The Life of Brian’s Statue: Handbags
They’re at it all the bloody time! Footballers love to get their handbags out and swing ‘em at each other! Most weekends, y’hear about it, whether it’s Kevin Nolan, Diaby of Arsenal or whoever, they all reckon they’re hard men.
Not in my book though. The real hard men of football retired long ago – these days they’re all prima donnas who, more than likely, do themselves an injury just by picking up their wallets!
I overheard a couple of fellers talking about some woman in Northampton who took on SIX jewellery shop robbers, all armed with sledgehammers, and chased ‘em off, using just her handbag. Now, that’s more like it!
Unless it was Norman Hunter, or Chopper Harris, or even my old pal Stuart Pearce in drag – in which case they’re all past it – I reckon someone should sign her up and play her at centre half. I can’t see these £50 million pound strikers getting much change out of her.

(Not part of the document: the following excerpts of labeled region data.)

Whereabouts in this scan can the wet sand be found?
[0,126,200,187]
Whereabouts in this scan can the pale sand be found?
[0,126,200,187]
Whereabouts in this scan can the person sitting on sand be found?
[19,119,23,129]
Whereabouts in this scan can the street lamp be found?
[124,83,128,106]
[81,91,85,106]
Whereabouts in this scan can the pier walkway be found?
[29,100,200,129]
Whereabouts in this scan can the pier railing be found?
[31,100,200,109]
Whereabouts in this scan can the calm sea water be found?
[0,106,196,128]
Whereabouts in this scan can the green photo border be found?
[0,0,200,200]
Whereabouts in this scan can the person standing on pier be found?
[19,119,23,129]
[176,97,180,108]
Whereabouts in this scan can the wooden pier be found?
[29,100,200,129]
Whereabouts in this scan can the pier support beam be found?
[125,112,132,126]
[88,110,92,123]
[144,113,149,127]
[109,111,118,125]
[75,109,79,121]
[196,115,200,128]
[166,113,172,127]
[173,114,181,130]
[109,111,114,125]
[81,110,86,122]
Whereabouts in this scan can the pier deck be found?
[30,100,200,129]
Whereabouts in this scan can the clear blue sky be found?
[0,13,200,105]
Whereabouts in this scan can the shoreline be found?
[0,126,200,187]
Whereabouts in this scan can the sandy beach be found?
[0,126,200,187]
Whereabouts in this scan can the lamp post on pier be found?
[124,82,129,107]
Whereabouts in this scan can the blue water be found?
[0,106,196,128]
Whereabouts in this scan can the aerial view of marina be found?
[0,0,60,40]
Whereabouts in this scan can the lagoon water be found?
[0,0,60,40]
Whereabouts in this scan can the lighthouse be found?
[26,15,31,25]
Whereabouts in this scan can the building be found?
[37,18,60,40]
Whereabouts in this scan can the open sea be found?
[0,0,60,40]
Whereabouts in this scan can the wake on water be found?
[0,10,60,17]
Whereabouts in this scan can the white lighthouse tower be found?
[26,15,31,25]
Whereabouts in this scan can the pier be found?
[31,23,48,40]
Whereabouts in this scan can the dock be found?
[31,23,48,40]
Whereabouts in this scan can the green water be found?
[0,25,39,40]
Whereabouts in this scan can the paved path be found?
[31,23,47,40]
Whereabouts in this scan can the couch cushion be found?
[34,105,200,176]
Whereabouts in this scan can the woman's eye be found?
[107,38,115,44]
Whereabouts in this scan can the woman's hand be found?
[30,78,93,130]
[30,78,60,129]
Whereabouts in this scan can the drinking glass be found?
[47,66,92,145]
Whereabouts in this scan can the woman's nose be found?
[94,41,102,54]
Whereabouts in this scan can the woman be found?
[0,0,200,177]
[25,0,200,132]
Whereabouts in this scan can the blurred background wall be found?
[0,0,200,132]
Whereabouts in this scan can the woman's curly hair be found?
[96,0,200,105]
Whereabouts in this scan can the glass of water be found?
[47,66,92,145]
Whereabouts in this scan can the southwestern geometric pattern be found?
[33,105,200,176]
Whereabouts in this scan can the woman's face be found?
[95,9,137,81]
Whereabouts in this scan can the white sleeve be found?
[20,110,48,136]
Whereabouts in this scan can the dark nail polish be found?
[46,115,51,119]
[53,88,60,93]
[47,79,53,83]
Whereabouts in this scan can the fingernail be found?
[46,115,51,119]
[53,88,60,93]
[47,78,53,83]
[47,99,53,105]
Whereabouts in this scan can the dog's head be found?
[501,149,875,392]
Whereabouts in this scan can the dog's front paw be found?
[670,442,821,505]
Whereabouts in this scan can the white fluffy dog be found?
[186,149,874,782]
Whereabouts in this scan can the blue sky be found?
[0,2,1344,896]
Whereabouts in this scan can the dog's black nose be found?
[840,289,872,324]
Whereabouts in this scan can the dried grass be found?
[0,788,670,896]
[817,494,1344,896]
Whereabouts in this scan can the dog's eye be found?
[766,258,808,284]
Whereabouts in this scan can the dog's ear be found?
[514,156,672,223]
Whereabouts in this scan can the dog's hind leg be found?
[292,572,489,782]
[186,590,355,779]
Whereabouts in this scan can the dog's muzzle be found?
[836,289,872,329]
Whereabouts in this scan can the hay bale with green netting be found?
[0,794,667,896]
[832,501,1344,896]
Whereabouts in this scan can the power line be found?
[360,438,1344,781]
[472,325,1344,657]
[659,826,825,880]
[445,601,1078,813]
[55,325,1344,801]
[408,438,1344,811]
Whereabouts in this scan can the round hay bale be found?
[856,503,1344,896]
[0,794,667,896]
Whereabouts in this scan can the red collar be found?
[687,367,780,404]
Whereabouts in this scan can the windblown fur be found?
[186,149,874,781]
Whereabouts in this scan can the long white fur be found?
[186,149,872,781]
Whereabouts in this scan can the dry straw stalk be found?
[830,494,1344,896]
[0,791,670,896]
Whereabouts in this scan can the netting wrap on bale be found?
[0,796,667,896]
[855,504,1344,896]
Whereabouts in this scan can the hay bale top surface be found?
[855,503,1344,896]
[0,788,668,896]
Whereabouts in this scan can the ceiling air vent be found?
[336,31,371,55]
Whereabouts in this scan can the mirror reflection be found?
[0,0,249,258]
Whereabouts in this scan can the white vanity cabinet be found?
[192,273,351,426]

I don’t know what she had in her handbag, whether it was a house brick or a hardback edition of War and Peace, but whatever it was, those robbers weren’t prepared to go to war with her. And that’s what you need in a football team – an enforcer – someone who sorts all the other buggers out! There aren’t enough of ‘em around these days, from what I can gather.
As a manager, I would never stand for any nonsense, and I made sure, in no uncertain terms, all my players knew that. If any one of ‘em had ever got involved in any fighting on the pitch, I’d have punched his lights out!